In Figure 19, the measuring values of sensitivity in terms of different classifiers are shown. The classifier that attains the maximum value of sensitivity has the best performance. According to results, it’s concluded that the NN attains the maximum values of sensitivity and specificity compared to all other classifiers. So, the NN shows better performance than all other classifiers.

The accuracy classification classifier is an important metric. The NN classifier obtains a maximum accuracy of 98.98, whereas the MLP classifier attains the minimum value of accuracy 89.11. Similarly, the lowest F-score attained by the MLP indicates the worst classification performance with a value of 89.45, whereas FNC and DT showed competitive performance with the F-score values of 94.98 and 94.01, respectively. Interestingly, the NN classifier attains an F-score value that is higher than all other compared methods. Likewise, the NN classifier attains the highest value in AUC while other methods cannot attain such a high value.

The Kappa value of classifiers (see Figure 20) shows that the MLP fails to show superior results while the NN classifier shows excellent performance than all other compared classifiers. From all results, it’s concluded that the NN is a superior classifier than the FNC, DT, and MLP classifiers.

7. Conclusion and Future Work

This paper has presented an IoT with a cloud-based CDSS framework, which was implemented for the prediction of disease and its severity level. Furthermore, medical sensors are utilized for gathering patient data and the previous record of a patient that helps in better treatment of the patient. The gathered data from different sources are stored in the database and then the block-chain technology is implemented, which keeps the data secured and then data are stored in cloud storage. The data securely stored in cloud storage are forwarded to healthcare providers by using 5G services. We used an exterior environment monitoring system to record current environment readings using the Arduino UNO, Max30100 oximeter, blood pressure sensor, pulse-rate sensor, and human body temperature sensor. The next component of the presented model used the NN-trained model, which takes a designed standard training dataset to train the NN to predict the environmental feasibility of data and the result of the class that is not labeled. In the proposed model, the telemedicine system is more efficient than all previous systems, as in this system the critical factors that are influencing the efficiency of the system are controlled. The accuracy of the system is compared with different classifiers and shows that the Neural Network (NN) gives better performance and accuracy than all other classifiers. The proposed approach has many advantages in healthcare services, and few of them are listed below:(i)The purposed system is efficient in providing healthcare services more effectively.(ii)In this proposed system, time is minimized by overcoming the critical factors of the environment.(iii)The system is also best suited for the people of rural areas where no proper health facilities are provided.(iv)In this designed system, the potential of block-chain is to overcome the challenges related to data security, privacy, sharing, and storage. Furthermore, block-chain technology in the proposed system ensures that medical data are secured in the healthcare system with the utmost transparency.(v)In the given proposed system, usage of 5G services increases the efficiency of healthcare services.(vi)The system is also best suited for disabled persons, who are not able to travel long distances.

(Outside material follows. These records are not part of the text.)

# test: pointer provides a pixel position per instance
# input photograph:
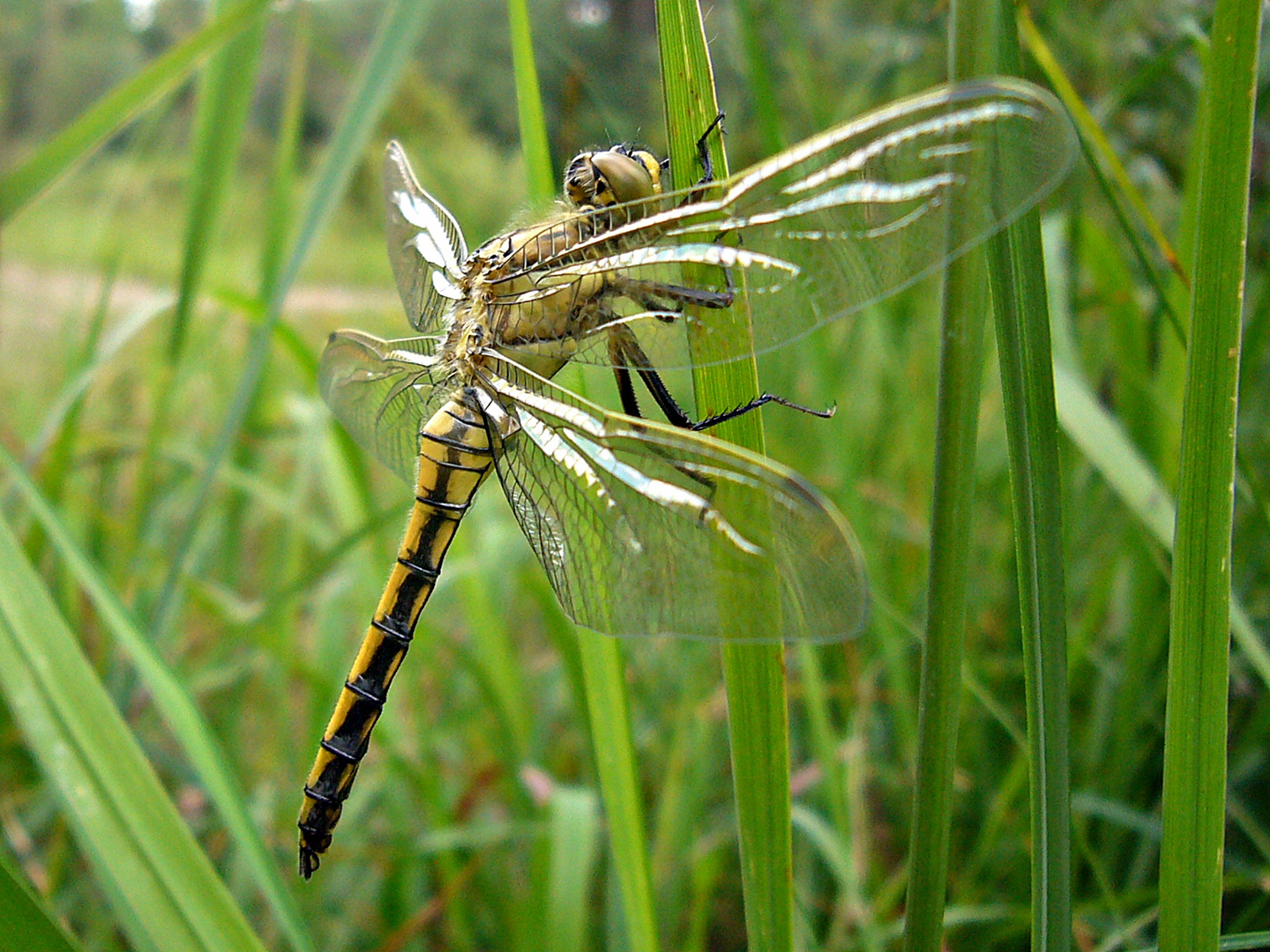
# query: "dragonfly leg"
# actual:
(653, 294)
(753, 405)
(626, 354)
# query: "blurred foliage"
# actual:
(444, 845)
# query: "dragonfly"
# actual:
(649, 527)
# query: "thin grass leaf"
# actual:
(573, 841)
(178, 710)
(528, 104)
(1195, 718)
(224, 98)
(389, 54)
(28, 923)
(602, 668)
(118, 107)
(964, 306)
(282, 176)
(159, 882)
(1016, 271)
(1111, 175)
(1108, 447)
(609, 709)
(753, 674)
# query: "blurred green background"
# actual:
(447, 841)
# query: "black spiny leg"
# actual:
(626, 391)
(626, 354)
(704, 152)
(753, 405)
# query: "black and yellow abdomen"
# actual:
(453, 460)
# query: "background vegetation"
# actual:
(221, 637)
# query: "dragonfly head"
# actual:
(612, 176)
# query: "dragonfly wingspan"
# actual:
(384, 391)
(644, 528)
(840, 221)
(426, 245)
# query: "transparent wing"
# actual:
(644, 528)
(426, 245)
(384, 391)
(823, 228)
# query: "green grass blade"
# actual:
(528, 104)
(753, 674)
(1016, 271)
(161, 883)
(1195, 720)
(609, 711)
(390, 52)
(1108, 447)
(286, 149)
(28, 925)
(573, 841)
(178, 710)
(957, 429)
(1110, 173)
(225, 94)
(118, 107)
(603, 672)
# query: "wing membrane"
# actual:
(426, 245)
(836, 222)
(646, 528)
(384, 391)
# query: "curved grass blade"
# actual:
(178, 711)
(1016, 271)
(390, 52)
(1102, 156)
(528, 106)
(118, 107)
(957, 428)
(159, 882)
(1195, 720)
(1108, 447)
(573, 841)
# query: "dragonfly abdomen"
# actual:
(453, 460)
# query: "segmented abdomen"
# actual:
(453, 461)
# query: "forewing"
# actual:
(426, 245)
(384, 391)
(836, 222)
(644, 528)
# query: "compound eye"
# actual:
(579, 179)
(628, 179)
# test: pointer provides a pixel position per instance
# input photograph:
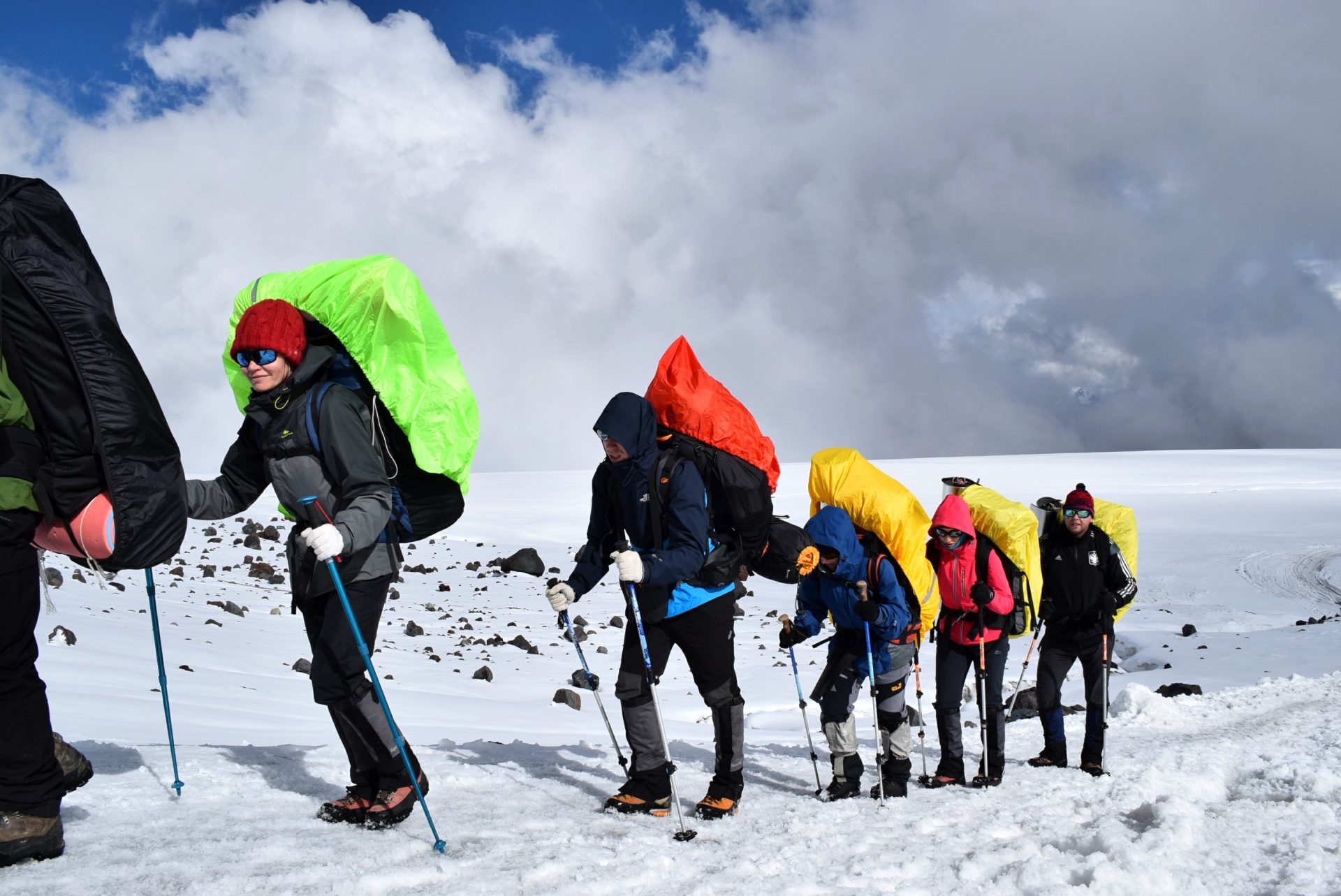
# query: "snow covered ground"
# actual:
(1234, 792)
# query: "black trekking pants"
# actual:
(954, 663)
(341, 684)
(30, 776)
(1058, 651)
(705, 635)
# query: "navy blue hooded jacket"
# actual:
(620, 504)
(825, 593)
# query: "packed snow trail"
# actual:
(1230, 793)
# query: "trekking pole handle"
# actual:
(310, 501)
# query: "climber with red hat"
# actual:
(344, 469)
(1085, 582)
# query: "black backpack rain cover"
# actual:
(97, 415)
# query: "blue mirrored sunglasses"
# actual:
(259, 355)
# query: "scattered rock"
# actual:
(228, 607)
(581, 680)
(525, 561)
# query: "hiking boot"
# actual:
(626, 804)
(712, 808)
(349, 809)
(844, 788)
(892, 789)
(75, 768)
(393, 807)
(24, 836)
(944, 781)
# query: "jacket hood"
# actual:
(631, 422)
(832, 527)
(954, 514)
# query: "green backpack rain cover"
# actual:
(380, 314)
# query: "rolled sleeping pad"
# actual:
(94, 531)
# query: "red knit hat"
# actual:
(271, 323)
(1080, 499)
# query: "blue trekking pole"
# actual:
(163, 677)
(874, 702)
(593, 683)
(801, 702)
(377, 686)
(631, 591)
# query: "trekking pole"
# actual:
(982, 682)
(1103, 746)
(593, 682)
(1039, 628)
(163, 677)
(439, 844)
(684, 835)
(922, 725)
(801, 702)
(874, 703)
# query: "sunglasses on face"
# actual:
(259, 355)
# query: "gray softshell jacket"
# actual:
(348, 478)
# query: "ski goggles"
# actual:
(259, 355)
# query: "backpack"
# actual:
(395, 355)
(874, 552)
(100, 428)
(1021, 619)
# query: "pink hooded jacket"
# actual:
(956, 571)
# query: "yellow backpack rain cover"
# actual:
(881, 505)
(1014, 527)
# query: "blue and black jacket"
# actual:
(621, 504)
(823, 593)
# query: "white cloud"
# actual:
(786, 196)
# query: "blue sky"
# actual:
(77, 47)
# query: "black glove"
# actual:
(868, 610)
(1108, 601)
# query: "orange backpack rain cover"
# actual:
(689, 402)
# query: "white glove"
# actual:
(629, 564)
(561, 596)
(325, 541)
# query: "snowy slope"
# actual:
(1234, 792)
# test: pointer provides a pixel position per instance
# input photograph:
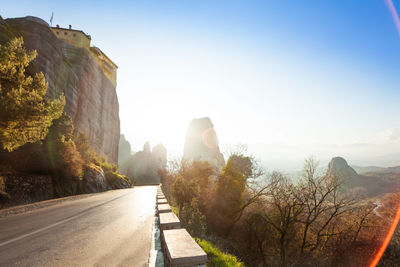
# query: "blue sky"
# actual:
(288, 78)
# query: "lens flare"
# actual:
(394, 14)
(387, 239)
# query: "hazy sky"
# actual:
(287, 78)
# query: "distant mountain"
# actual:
(143, 166)
(362, 170)
(374, 169)
(202, 144)
(339, 167)
(374, 181)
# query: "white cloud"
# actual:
(393, 134)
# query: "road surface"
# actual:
(113, 228)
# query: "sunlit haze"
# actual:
(287, 80)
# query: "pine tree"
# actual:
(25, 114)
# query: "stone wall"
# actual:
(91, 98)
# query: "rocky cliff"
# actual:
(91, 99)
(202, 144)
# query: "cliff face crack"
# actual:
(91, 98)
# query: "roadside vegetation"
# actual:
(265, 219)
(217, 258)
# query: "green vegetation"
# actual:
(25, 114)
(217, 258)
(267, 220)
(37, 136)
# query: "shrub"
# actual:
(218, 258)
(25, 113)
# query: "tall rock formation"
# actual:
(144, 165)
(202, 144)
(338, 166)
(371, 184)
(91, 98)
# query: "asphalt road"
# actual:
(113, 228)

There are many future perspectives enhanced in the proposed healthcare approach, and few of them are mentioned here:(i)The proposed approach could be implemented with other algorithms, e.g., KNN. Fuzzy system, and Deep Neural Network.(ii)In the future, the selection algorithm could be used for optimization and effective results.(iii)the proposed approach could enhance to cover large patient range by adding their profile.(iv)In the future, using the PSO (Particle Swarm Optimization) technique as the feature selection will increase the optimization of the system and present the system in a more efficient way.

Data Availability

The datasets used in the experiments and discussed in the paper are available upon request to the corresponding author.

Conflicts of Interest

The authors declare that they have no conflicts of interest.